As idas e vindas do novo titular de Esportes não se limitam a Dima e Cunha. Durante a campanha de 2014, Leonardo e Jorge Picciani articularam o “Aezão”, voto em Aécio Neves para o Planalto e em Pezão para governador do Rio.

Histórico

Formado em direito pela Universidade Candido Mendes (UCAM), Picciani chegou ao primeiro mandato de deputado federal aos 22 anos, em 2002. No segundo mandato, aos 27 anos, foi eleito presidente da Comissão de Constituição e Justiça (CCJ) em 2007.

Conseguiu também relatorias de destaque, como, o Marco Regulatório das Agências Reguladoras e a limitação do uso das Medidas Provisórias pelo Governo Federal. Em 2014, foi o quinto deputado federal mais votado do Rio, com 180. 741 votos.

Tanto Leonardo quanto Picciani são alvos de representação no Tribunal Regional Eleitoral do Rio por captação e gastos ilícitos na campanha de 2014, de acordo com o portal Excelências.

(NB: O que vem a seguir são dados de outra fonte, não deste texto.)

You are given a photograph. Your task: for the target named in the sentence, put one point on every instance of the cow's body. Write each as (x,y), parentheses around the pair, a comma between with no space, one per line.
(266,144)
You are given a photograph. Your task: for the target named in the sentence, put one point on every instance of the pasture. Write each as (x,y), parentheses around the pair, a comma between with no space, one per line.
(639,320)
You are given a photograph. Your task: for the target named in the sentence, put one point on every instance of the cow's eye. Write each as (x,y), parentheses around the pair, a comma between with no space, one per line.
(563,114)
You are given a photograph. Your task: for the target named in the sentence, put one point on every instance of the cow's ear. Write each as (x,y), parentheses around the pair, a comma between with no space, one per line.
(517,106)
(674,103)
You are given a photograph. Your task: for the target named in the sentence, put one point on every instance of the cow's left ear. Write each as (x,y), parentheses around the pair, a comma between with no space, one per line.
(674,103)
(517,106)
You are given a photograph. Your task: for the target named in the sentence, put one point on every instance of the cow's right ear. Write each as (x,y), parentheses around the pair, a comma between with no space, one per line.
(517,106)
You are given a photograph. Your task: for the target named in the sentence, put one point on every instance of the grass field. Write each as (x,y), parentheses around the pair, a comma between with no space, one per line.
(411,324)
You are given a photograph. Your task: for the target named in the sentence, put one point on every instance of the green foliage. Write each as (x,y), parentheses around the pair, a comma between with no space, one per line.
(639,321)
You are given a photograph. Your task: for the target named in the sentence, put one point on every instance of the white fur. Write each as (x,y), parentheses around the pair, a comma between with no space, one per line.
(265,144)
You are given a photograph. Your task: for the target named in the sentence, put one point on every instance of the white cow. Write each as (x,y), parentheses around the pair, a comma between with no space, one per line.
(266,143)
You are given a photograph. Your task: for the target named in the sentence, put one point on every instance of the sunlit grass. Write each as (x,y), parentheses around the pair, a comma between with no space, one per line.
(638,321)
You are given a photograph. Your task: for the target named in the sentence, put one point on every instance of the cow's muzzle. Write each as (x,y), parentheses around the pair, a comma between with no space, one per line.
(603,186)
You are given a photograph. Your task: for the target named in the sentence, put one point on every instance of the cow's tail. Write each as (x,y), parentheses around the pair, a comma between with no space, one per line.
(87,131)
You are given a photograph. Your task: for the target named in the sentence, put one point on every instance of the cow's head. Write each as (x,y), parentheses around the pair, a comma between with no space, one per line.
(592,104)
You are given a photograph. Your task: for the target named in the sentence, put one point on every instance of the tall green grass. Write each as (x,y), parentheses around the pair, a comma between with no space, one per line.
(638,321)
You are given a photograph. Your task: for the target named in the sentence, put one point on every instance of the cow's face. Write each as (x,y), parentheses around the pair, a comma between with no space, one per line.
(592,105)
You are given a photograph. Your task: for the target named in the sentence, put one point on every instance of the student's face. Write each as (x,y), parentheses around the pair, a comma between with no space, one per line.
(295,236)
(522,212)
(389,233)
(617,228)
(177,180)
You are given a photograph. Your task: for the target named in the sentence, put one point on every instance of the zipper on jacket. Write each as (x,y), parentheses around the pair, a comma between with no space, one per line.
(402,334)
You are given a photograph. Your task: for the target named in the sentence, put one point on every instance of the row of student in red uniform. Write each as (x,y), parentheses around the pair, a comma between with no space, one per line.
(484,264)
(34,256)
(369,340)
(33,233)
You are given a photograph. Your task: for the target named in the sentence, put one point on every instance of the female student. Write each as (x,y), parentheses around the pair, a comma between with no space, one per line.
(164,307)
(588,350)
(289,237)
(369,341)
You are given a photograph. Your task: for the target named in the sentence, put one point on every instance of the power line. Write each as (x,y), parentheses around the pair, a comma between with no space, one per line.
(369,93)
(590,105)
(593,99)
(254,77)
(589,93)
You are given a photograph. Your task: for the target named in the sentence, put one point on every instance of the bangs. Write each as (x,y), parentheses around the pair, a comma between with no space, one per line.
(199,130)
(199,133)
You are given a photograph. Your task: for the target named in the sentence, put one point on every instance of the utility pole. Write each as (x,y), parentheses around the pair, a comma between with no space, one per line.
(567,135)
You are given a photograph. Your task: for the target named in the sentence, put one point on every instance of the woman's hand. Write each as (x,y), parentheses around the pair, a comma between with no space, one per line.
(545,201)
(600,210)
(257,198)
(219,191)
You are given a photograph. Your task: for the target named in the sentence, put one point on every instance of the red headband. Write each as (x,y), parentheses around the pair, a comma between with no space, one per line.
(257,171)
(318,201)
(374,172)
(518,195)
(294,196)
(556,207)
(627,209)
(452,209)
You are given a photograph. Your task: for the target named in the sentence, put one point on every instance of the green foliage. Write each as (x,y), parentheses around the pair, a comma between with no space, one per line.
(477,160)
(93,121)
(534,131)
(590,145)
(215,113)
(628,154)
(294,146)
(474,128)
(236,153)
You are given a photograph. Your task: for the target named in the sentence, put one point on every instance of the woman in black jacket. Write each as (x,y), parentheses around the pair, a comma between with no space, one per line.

O processo, sob segredo de justiça, envolve a gráfica High Level Signs, que continha material não declarado de campanha do parlamentar e dos deputados federais Marco Antonio Cabral (PMDB), Pedro Paulo (PMDB) e Otávio Leite (PSDB).

Dos R$ 7,2 milhões declarados como patrimônio na campanha de 2014 de R$ 6,6 milhões são de quotas da empresa Agrobilara, cujo capital social é de R$ 40 milhões. A carreira da família no agronegócio começou em 1984, quando Jorge adquiriu a primeira fazenda, em Rio das Flores, no Sul Fluminense.